Quarterly report pursuant to Section 13 or 15(d)

17. Subsequent Events

v2.4.0.8
17. Subsequent Events
3 Months Ended
Mar. 31, 2014
Notes to Financial Statements  
Note 17. Subsequent Events

On April 8, 2014 the Company entered into an agreement with Acorn Management Partners, LLC to provide financial advisory, strategic business planning and professional relations services. The agreement is for one year and can be terminated an any time by either party. Compensation under the agreement includes $50,000 of restricted common stock issued quarterly with the number of shares issued determined by dividing $50,000 by the closing price on the first day of each quarter the contract is in force. On April 22, 2014, the Company issued 38,760 shares of common stock based on a current market value of $1.29 per share as determined under the terms of the agreement.

 

From April 21, 2014 to May 8, 2014, the Company sold securities to unaffiliated accredited investors totaling $1,050,260. The securities consist of units, where each unit consists of: (i) one share of common stock of the Issuer, par value $0.001 per share, and (ii) a warrant to purchase one shares of common stock of the Issuer at an exercise price of $1.10 per share. The price of each unit was $1.10 and 954,782 units were sold. These securities were sold in reliance upon the exemption provided by Section 4(2) of the Securities Act and the safe harbor of Rule 506 under Regulation D promulgated under the Securities Act.

 

On April 29, 2014, the Company issued nonqualified stock options to acquire 250,000 shares of the Company’s common stock to Chris Greenberg, a current director of the Company. The options granted are exercisable at $1.50 per share, representing the fair market value of the common stock as of the date preceding the grant. The options are fully vested and exercisable as of the date of grant and will expire five years thereafter. Based on a Black-Sholes valuation model these options are valued at $265,833 in accordance with FASB ASC Topic 718.

 

On May 1, 2014, the Company issued nonqualified stock options to acquire 25,000 shares each of the Company’s common stock to Chris Greenberg, Jay Rifkin and John Norris, current directors of the Company. The options granted are exercisable at $1.49 per share, representing the fair market value of the common stock as of the date preceding the grant.

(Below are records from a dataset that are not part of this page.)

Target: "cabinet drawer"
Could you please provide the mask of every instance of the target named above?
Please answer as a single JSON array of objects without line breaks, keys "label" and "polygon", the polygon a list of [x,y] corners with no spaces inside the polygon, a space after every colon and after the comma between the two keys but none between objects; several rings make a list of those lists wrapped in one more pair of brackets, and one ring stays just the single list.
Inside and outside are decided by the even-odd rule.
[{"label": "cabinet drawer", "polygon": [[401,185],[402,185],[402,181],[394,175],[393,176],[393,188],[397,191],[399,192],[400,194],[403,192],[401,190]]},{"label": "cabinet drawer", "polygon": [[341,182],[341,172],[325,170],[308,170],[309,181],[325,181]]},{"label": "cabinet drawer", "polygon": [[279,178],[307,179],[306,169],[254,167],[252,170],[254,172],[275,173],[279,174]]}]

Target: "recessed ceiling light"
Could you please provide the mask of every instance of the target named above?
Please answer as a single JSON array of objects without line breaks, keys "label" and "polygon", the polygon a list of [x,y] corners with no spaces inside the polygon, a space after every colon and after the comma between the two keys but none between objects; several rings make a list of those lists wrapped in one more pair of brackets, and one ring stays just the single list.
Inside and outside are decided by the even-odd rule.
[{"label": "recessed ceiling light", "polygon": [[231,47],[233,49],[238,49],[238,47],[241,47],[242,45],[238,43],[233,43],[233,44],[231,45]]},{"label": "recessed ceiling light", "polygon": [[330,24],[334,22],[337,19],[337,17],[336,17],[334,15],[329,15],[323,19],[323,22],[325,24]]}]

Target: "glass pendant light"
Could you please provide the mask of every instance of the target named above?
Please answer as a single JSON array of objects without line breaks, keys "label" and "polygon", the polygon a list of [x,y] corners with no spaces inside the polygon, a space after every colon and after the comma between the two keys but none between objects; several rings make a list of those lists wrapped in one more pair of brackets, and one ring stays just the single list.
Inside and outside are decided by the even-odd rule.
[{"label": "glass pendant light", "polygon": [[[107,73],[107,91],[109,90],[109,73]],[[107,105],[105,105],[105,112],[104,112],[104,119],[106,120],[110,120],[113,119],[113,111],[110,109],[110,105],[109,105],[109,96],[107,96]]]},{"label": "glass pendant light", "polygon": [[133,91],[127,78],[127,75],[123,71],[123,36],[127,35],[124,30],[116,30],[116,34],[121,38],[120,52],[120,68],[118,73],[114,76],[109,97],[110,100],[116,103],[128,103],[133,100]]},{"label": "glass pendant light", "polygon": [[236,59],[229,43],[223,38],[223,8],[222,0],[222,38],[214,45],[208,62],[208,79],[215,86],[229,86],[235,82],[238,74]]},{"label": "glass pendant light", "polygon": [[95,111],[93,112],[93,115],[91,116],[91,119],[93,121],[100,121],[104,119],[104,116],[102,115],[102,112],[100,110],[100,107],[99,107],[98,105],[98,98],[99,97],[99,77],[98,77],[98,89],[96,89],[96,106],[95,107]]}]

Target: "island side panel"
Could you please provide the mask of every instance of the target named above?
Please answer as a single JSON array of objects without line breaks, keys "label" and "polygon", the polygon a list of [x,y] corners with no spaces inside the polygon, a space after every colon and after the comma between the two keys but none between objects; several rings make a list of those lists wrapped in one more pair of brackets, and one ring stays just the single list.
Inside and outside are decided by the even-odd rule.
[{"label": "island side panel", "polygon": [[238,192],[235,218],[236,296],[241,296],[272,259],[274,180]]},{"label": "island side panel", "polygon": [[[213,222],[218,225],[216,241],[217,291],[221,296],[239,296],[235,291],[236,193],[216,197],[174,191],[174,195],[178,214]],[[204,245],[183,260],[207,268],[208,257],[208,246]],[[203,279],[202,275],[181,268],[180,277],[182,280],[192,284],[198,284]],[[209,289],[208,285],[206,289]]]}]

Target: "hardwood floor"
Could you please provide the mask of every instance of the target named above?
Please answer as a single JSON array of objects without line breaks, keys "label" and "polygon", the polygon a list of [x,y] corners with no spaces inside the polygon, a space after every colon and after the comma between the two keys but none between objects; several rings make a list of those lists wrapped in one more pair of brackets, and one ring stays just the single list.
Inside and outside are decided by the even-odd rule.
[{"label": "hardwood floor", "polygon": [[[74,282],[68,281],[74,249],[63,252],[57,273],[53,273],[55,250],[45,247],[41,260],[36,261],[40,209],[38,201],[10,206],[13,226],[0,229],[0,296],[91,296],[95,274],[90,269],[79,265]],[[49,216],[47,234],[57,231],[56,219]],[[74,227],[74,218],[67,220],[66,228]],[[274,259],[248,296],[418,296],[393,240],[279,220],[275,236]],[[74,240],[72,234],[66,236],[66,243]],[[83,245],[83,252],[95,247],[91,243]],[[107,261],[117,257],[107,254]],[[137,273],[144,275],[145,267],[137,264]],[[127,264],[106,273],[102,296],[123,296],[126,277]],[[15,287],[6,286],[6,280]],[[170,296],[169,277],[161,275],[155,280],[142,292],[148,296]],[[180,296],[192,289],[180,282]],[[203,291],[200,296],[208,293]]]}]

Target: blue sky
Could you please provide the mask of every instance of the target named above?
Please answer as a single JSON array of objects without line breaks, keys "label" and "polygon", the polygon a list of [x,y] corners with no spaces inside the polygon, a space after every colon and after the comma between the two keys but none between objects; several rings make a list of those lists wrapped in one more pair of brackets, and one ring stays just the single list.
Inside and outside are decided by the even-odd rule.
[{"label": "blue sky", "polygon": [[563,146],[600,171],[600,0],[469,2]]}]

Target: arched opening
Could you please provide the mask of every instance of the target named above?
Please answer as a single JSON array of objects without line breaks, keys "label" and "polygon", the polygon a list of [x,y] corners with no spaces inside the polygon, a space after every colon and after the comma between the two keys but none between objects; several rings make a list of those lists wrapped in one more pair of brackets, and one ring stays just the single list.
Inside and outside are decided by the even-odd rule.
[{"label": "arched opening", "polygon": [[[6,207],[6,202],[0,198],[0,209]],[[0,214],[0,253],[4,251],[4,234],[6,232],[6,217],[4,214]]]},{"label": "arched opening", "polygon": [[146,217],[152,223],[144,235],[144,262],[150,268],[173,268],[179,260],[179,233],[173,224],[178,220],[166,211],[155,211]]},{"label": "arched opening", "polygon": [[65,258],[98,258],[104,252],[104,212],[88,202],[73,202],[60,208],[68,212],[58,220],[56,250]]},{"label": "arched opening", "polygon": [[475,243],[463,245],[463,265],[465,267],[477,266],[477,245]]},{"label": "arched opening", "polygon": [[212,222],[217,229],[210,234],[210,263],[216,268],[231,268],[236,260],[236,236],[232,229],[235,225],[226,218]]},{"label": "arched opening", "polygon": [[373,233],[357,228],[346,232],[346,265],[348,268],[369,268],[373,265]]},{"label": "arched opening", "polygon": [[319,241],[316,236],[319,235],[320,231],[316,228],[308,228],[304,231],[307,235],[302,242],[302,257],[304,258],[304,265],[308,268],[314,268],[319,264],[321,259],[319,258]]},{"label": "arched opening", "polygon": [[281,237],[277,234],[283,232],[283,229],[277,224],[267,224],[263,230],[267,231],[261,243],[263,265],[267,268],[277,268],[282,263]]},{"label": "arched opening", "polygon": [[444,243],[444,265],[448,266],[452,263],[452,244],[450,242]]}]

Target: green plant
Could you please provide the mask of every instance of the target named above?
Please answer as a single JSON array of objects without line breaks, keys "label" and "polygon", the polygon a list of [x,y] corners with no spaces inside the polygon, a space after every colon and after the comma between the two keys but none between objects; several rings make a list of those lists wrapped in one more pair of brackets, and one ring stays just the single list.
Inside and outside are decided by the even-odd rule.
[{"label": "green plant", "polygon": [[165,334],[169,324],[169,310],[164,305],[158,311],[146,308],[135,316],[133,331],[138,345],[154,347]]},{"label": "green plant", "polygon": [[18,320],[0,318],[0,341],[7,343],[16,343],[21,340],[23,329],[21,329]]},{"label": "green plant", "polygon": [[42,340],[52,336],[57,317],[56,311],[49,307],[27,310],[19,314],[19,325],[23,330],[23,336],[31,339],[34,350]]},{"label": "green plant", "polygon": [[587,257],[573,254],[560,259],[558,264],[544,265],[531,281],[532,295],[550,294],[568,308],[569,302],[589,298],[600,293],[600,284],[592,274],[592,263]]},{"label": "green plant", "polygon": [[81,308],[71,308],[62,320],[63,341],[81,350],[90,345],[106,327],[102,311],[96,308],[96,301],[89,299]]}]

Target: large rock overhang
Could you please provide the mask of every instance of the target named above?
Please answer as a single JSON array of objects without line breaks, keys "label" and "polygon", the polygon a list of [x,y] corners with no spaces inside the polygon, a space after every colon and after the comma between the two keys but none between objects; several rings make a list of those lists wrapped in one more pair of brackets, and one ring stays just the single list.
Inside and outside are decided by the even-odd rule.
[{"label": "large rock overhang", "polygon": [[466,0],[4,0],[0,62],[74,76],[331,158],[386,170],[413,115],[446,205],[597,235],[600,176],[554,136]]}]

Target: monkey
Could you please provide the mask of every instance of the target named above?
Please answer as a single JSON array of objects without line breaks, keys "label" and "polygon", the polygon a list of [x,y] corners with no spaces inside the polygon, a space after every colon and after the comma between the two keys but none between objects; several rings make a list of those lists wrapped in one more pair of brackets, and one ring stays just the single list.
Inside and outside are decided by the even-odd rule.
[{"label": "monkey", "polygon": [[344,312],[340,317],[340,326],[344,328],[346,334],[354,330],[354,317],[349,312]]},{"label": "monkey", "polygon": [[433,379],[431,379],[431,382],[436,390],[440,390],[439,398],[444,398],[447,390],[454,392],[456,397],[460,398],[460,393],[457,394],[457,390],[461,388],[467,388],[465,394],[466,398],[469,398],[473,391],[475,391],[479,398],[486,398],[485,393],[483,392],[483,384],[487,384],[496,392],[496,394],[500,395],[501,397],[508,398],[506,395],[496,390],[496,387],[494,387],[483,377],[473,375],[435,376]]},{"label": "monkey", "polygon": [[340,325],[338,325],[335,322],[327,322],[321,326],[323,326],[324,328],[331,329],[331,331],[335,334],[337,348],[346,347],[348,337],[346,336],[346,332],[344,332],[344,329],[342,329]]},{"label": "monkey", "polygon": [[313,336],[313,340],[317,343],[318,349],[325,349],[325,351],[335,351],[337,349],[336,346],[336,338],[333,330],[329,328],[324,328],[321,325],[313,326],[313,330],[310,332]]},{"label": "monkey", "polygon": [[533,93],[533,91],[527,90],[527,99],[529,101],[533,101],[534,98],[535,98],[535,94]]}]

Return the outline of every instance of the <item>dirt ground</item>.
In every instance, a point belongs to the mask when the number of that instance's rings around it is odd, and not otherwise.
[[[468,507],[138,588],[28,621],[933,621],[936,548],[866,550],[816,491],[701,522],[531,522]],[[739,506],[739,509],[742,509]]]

The options are fully vested and exercisable as of the date of grant and will expire five years thereafter. Based on a Black-Sholes valuation model these options are valued at $85,122 in accordance with FASB ASC Topic 718.

 

On May 1, 2014, the Company issued nonqualified stock options to acquire 10,000 shares each of the Company’s common stock to Chris Greenberg and Jay Rifkin and nonqualified stock options to acquire 25,000 shares of the Company’s common stock John Norris, current directors of the Company. The options granted are exercisable at $1.49 per share, representing the fair market value of the common stock as of the date preceding the grant. The options are fully vested and exercisable as of the date of grant and will expire five years thereafter. Based on a Black-Sholes valuation model these options are valued at $51,073 in accordance with FASB ASC Topic 718.

 

On April 21, 2014, the Company entered into an amended and restated letter agreement with ViewTrade Securities Inc. to act as a placement agent for the Company in connection with its private placement offering that was opened on March 19, 2014. Pursuant to this agreement, the Company agreed to issue cashless warrants with an exercise period of five years to ViewTrade entitling ViewTrade to acquire an amount equal to 8% of the shares of common stock sold to investors that are introduced to the Company by ViewTrade. On May 8, 2014, the Company issued ViewTrade cashless warrants with a term of five years to purchase 2,000 shares of common stock with an exercise price of $1.10 per share as compensation for the shares of common stock sold to such investors. The agreement was terminated on May 14, 2014.